Today, Robinson-Rechavi, Stockinger, and third co-investigator Nicolas Salamin, seem more than happy since they have succeeded parallelising the code despite the difficult requirements: according to Mario Valle, the Tree of Life has a completely different data structure to around ninety-nine per cent of the projects that are computed at the CSCS. “Normally, the problems are calculated ‘on grids’, but that’s not possible with the Tree of Life,” stresses the computer scientist. They therefore had to subdivide the Tree of Life data in an entirely different way compared to the one used when calculating the weather.
Parallelised code sixty times faster
The first tests of calculations with the new code are now running on the CSCS supercomputer Monte Rosa: the supercomputer scans the data for traces of positive selection sixty times faster than before. During the test runs on 32,257 processor cores – which correspond to a utilisation of way over half the supercomputer – plant genes from 506 species are being scanned. Although there are 407 possible points on the genes where positive selection could have occurred, the calculation only takes about eighteen minutes, Valle explains. One problem – albeit general in evolutionary biology – is that it is not possible to verify the accuracy of the calculations. “We can carry out simulations to demonstrate that, under idealised conditions, our calculations are correct. But we make our simulations based on the same assumptions we use in our models, so it isn’t really a proof,” says Robinson-Rechavi.
The original software comes from University College London and is constantly being refined. “The goal, however, isn’t efficiency, but to develop increasingly elaborate models that illustrate biology very precisely,” says Robinson-Rechavi. Nonetheless, the scientist and his team would solely like to find evidence of positive selection. His aim is to test the models with the new code and scan the roughly 20,000 vertebrate genes for positive selection. The team is hoping for the first results in June.
Even if the study is currently pure basic research that should help to understand the evolution of life and how genes function better, one day the results obtained could yield one of the many puzzle pieces that are useful for health science; of that Robinson-Rechavi and Stockinger are convinced. “The aim today isn’t to prolong life by a couple of years, but rather to enable people to grow old as healthily as possible,” says Robinson-Rechavi. Consequently, it is important to understand the processes in the human organism as accurately as possible, especially at molecular level. The data in the Selectome database is therefore available to all researchers.

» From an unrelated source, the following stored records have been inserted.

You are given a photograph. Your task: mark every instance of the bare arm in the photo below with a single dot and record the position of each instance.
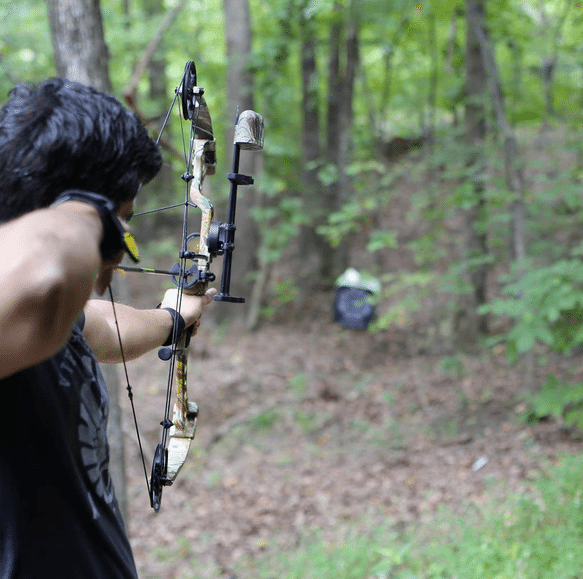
(140, 330)
(49, 263)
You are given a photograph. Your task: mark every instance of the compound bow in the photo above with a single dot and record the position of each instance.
(214, 239)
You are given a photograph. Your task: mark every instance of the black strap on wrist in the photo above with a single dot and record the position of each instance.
(178, 320)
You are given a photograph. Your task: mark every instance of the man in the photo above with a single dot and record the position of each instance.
(72, 160)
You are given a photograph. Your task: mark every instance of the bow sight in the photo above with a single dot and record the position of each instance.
(219, 238)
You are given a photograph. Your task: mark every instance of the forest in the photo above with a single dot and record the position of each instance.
(437, 148)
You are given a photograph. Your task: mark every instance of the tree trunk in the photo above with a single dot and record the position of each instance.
(343, 60)
(78, 42)
(469, 324)
(311, 156)
(238, 34)
(81, 55)
(514, 173)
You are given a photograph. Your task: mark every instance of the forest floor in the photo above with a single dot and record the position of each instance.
(307, 425)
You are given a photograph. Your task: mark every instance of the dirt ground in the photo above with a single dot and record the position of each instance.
(308, 426)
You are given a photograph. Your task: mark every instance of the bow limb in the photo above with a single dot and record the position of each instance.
(185, 412)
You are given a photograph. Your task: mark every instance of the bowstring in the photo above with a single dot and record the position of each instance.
(129, 389)
(188, 155)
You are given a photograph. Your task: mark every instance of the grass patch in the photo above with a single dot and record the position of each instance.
(535, 534)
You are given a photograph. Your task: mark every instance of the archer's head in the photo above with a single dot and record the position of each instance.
(63, 135)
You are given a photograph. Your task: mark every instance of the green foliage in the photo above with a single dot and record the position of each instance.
(405, 292)
(545, 305)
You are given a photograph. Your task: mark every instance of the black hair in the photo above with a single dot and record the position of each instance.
(63, 135)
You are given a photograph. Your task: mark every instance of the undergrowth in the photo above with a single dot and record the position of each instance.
(535, 534)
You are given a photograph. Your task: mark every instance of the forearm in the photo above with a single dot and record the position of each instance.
(140, 330)
(50, 260)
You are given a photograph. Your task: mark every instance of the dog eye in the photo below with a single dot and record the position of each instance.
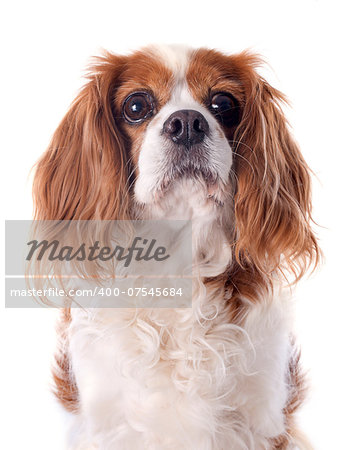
(137, 107)
(225, 108)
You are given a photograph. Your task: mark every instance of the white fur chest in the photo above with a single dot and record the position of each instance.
(179, 379)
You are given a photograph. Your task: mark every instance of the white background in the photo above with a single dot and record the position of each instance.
(45, 47)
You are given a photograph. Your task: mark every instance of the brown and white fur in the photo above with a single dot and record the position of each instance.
(223, 374)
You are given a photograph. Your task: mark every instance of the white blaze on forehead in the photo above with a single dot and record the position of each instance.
(175, 57)
(153, 163)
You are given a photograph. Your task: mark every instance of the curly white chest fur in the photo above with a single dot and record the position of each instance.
(180, 379)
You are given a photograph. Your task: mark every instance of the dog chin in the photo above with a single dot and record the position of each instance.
(185, 196)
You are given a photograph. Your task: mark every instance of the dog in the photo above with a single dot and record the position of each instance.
(170, 132)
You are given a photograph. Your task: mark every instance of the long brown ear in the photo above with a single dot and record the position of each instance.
(273, 199)
(83, 173)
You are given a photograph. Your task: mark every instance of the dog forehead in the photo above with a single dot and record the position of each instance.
(175, 57)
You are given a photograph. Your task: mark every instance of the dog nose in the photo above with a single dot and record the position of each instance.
(186, 127)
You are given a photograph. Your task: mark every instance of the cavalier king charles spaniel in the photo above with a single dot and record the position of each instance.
(170, 132)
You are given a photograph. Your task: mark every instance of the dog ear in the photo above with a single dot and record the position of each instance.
(83, 173)
(273, 198)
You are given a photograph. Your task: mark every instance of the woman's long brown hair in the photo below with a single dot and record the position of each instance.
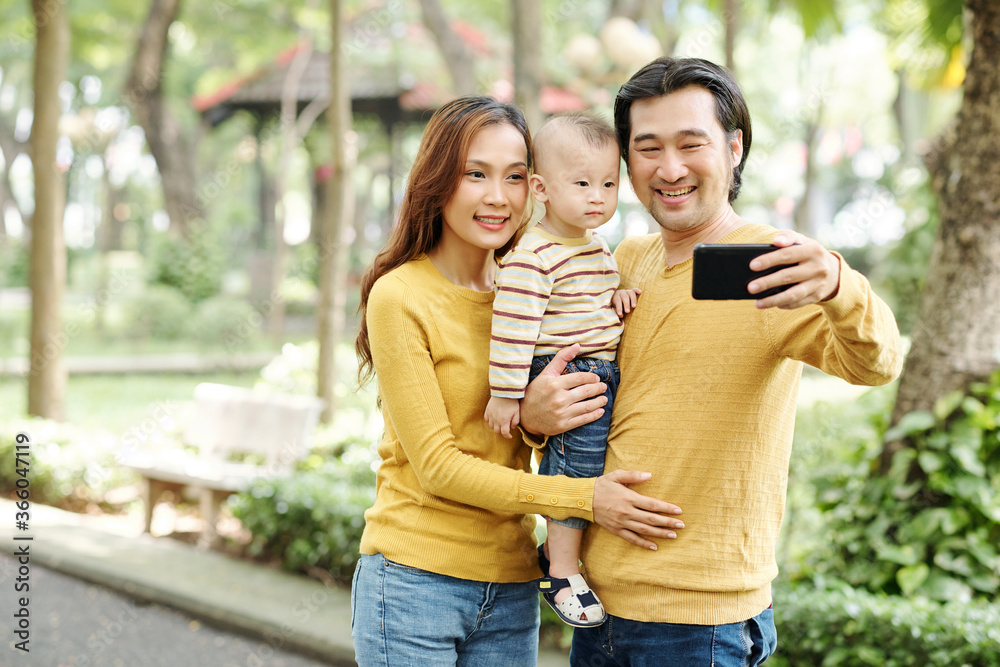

For the calculations, the scientists use decoded genes from the so-called Ensembl database. The possible transition from one gene function to a new one is calculated with Markov models based on estimations of parameters. One of these parameters is a quotient of the mutation rate, genetic drift and time to mutation rate, genetic drift, time and selection pressure. These are each determined from the number of changes or abilities in a gene that are the same or not.